If the Scheme Mandate Limit is increased at the Extraordinary General Meeting, on the basis of 2,403,784,113 Shares in issue at the Latest Practicable Date and assuming that (i) the shareholders of MicroPort approve the proposed increase in the Scheme Mandate Limit before the Extraordinary General Meeting, and (ii) no Shares are issued or repurchased by the Company prior to the Extraordinary General Meeting and the date of the general meeting of MicroPort approving the Proposed Amendment, share options to subscribe for up to 240,378,411 Shares may be granted under the Share Option Scheme and any other scheme(s) of the Company, representing 10% of the Shares in issue as at date of approval of the increased Scheme Mandate Limit.

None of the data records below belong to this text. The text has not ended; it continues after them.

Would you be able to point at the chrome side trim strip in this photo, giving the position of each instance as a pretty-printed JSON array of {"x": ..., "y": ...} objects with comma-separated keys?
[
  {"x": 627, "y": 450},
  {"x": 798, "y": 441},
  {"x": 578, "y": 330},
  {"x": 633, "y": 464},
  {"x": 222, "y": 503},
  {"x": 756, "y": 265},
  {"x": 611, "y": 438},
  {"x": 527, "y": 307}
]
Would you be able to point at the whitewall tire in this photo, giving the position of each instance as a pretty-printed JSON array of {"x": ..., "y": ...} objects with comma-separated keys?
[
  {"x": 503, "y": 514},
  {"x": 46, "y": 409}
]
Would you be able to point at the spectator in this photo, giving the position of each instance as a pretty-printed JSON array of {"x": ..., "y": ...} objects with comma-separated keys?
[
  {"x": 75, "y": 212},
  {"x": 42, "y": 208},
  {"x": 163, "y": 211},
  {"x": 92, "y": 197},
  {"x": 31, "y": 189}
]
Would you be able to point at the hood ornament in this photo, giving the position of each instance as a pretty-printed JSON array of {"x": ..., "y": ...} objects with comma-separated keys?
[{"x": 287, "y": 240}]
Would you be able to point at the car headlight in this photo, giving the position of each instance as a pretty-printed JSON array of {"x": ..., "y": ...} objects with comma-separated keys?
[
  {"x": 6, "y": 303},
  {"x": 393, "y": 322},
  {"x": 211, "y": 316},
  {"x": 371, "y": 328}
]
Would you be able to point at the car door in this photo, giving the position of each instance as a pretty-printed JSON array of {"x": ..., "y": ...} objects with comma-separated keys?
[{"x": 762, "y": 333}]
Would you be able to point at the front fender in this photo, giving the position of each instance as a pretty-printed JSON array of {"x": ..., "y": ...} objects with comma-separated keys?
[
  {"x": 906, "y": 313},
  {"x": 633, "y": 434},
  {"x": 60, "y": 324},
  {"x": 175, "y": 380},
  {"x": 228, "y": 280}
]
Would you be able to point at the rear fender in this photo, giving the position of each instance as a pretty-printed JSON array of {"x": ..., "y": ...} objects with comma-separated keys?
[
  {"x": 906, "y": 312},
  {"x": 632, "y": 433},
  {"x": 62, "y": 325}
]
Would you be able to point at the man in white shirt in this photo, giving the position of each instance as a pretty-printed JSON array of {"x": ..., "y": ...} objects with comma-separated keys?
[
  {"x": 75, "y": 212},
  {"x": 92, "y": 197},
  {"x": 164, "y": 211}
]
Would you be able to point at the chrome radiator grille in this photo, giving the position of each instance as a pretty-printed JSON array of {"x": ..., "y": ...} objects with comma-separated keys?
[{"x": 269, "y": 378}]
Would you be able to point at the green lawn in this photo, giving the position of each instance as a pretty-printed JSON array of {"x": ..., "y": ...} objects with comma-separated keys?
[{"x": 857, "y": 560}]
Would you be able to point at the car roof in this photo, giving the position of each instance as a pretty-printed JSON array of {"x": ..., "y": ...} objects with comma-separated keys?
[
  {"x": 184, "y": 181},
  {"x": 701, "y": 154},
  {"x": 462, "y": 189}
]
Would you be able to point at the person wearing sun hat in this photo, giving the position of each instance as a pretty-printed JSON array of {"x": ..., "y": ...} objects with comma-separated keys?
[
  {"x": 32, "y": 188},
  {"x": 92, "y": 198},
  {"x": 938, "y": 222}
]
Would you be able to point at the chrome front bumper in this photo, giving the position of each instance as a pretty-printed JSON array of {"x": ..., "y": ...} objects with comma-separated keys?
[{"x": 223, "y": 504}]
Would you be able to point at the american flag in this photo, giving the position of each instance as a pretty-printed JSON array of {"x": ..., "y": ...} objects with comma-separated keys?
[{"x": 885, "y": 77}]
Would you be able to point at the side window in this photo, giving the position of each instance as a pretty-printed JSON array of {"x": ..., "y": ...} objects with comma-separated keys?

The Directors consider that it is not appropriate to state the value of all the share options that can be granted as if they had been granted as at the Latest Practicable Date prior to the date of approval of the increased Scheme Mandate Limit given that the variables which are crucial for the calculation of the value of such share options cannot be determined. These variables include, but are not limited to, the subscription price payable for the Shares upon the exercise of subscription rights attaching to the share options, the length of the option period, any lock-up period, performance targets or other conditions, restrictions or limitations that the Board may impose with respect to the share options. The Directors believe that any calculation of the value of the share options as at the Latest Practicable Date based on a number of speculative assumptions would not be meaningful and would be misleading to the Shareholders.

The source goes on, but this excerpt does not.